The total sum of scores $S$ can also be expressed as $S = D + N = G = D + N \ge \frac{3}{4}G + 0 \ge \frac{3}{4}G$. But the minimal sum of distinct scores, $\frac{n(n-1)}{4}$, exceeds the maximum total points contributed by the small number of non-draw games if $G$ is large. Explicitly,

$$\frac{n(n-1)}{4} - \frac{n(n-1)}{8} = \frac{n(n-1)}{8} > 0.$$

Hence the assumption that all scores are distinct leads to a contradiction because the total points available cannot accommodate $n$ distinct half-integer scores. Therefore, at least two players must have identical scores.

This completes the proof.

∎

Verification of Key Steps

The delicate step is computing the minimal sum of $n$ distinct half-integers. Assigning $0, 1/2, 1, 3/2, \dots, (n-1)/2$ guarantees all scores are distinct and minimal. Any other assignment with distinct scores either keeps the same increments or increases some scores, producing a sum at least as large. The inequality $\frac{n(n-1)}{4} > G - D = N$ was verified by explicit bounds on $D \ge 3/4 \cdot G$, ensuring the argument holds for all $n \ge 2$.

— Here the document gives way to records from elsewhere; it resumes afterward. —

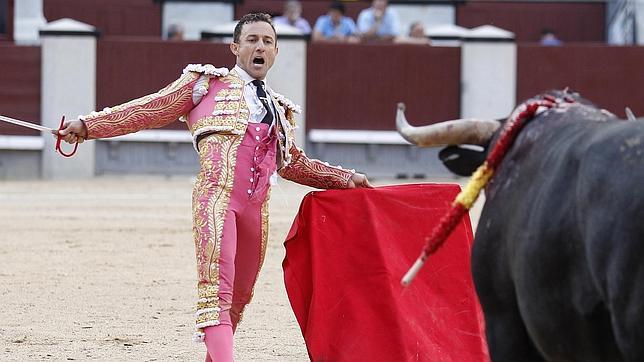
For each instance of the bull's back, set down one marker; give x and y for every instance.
(535, 228)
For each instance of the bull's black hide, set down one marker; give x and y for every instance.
(558, 259)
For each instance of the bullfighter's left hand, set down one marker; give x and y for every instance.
(359, 180)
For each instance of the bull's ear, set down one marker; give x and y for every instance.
(462, 161)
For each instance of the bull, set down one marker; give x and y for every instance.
(558, 256)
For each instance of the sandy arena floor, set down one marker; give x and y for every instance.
(104, 270)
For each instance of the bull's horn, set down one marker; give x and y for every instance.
(456, 132)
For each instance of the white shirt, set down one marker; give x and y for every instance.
(255, 106)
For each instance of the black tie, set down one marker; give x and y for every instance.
(261, 94)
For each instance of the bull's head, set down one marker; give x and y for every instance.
(460, 159)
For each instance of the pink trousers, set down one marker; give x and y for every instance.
(230, 226)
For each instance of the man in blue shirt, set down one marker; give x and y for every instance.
(335, 26)
(292, 16)
(378, 22)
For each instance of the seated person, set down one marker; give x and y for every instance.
(378, 22)
(292, 16)
(416, 35)
(334, 26)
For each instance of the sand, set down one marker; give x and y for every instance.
(104, 269)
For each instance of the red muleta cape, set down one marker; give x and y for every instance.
(345, 255)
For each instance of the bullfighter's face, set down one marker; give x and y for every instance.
(257, 49)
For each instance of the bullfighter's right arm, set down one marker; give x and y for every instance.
(151, 111)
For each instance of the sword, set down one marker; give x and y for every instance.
(25, 124)
(38, 127)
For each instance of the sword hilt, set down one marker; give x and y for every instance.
(59, 139)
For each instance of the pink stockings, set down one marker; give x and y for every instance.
(219, 342)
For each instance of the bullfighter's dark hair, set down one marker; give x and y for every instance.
(252, 18)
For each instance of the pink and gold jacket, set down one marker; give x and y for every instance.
(211, 100)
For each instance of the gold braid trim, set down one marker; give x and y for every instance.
(214, 183)
(314, 173)
(151, 111)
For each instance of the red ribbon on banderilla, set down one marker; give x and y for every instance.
(480, 178)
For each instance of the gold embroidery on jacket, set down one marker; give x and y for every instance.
(151, 111)
(211, 196)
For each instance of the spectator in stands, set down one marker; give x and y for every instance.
(416, 35)
(549, 38)
(292, 16)
(175, 32)
(334, 26)
(378, 22)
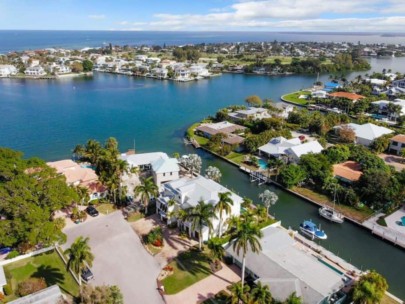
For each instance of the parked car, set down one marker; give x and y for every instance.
(91, 210)
(87, 275)
(5, 250)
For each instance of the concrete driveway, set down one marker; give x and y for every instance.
(120, 258)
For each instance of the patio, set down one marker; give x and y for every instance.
(173, 242)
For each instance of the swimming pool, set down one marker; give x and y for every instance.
(262, 164)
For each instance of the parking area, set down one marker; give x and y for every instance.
(120, 258)
(173, 242)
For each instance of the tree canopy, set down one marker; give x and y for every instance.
(30, 192)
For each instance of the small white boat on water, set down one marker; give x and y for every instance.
(309, 229)
(331, 214)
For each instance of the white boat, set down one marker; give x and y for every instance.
(331, 214)
(309, 229)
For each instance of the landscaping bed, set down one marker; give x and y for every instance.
(48, 266)
(188, 268)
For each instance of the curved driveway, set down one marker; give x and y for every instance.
(120, 258)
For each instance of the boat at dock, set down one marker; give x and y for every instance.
(309, 229)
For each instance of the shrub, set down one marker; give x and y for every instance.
(31, 285)
(8, 290)
(12, 254)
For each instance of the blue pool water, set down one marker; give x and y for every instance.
(262, 164)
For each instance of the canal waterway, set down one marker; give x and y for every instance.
(48, 118)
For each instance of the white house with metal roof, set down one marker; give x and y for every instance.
(277, 146)
(186, 193)
(286, 267)
(165, 170)
(294, 153)
(366, 133)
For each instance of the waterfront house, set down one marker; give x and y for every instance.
(35, 71)
(366, 133)
(144, 160)
(209, 129)
(7, 70)
(286, 267)
(249, 113)
(346, 95)
(397, 144)
(80, 175)
(186, 193)
(348, 172)
(277, 146)
(295, 152)
(165, 170)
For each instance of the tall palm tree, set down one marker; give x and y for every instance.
(261, 294)
(147, 189)
(200, 216)
(268, 198)
(370, 288)
(246, 236)
(224, 205)
(79, 256)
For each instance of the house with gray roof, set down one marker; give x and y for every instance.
(286, 267)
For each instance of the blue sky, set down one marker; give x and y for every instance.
(203, 15)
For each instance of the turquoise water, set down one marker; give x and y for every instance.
(262, 164)
(48, 118)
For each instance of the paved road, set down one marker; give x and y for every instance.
(120, 258)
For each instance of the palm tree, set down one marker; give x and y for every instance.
(213, 173)
(147, 189)
(268, 198)
(261, 294)
(200, 216)
(246, 236)
(224, 205)
(79, 256)
(83, 194)
(370, 288)
(239, 293)
(293, 299)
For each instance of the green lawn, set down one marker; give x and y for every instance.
(106, 208)
(294, 97)
(48, 266)
(189, 268)
(135, 216)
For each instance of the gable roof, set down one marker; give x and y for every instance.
(309, 147)
(369, 131)
(162, 165)
(348, 170)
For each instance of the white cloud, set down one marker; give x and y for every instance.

The assignment of scores as half-integers ensures that rounding or miscounting does not occur. Checking $n=4$ and $n=5$ explicitly confirms the collision: for $n=4$, $\frac{4\cdot3}{4} = 3$ while $N \le 6/8 = 0.75$, and for $n=5$, $\frac{5\cdot4}{4} = 5$ while $N \le 10/8 = 1.25$, both confirming the argument.

Alternative Approaches

A direct pigeonhole argument can be employed: consider the set of possible scores each player can attain given the number of games played. Each score is a half-integer, and the total number of possible distinct scores is bounded by the maximum achievable if all games are wins or draws. Since the number of players exceeds the number of achievable distinct half-integer scores under the $\frac{3}{4}$-draw constraint, two players must coincide. The approach in the main proof is preferable because it quantifies the minimal sum of distinct scores explicitly, making the contradiction transparent rather than relying on abstract counting.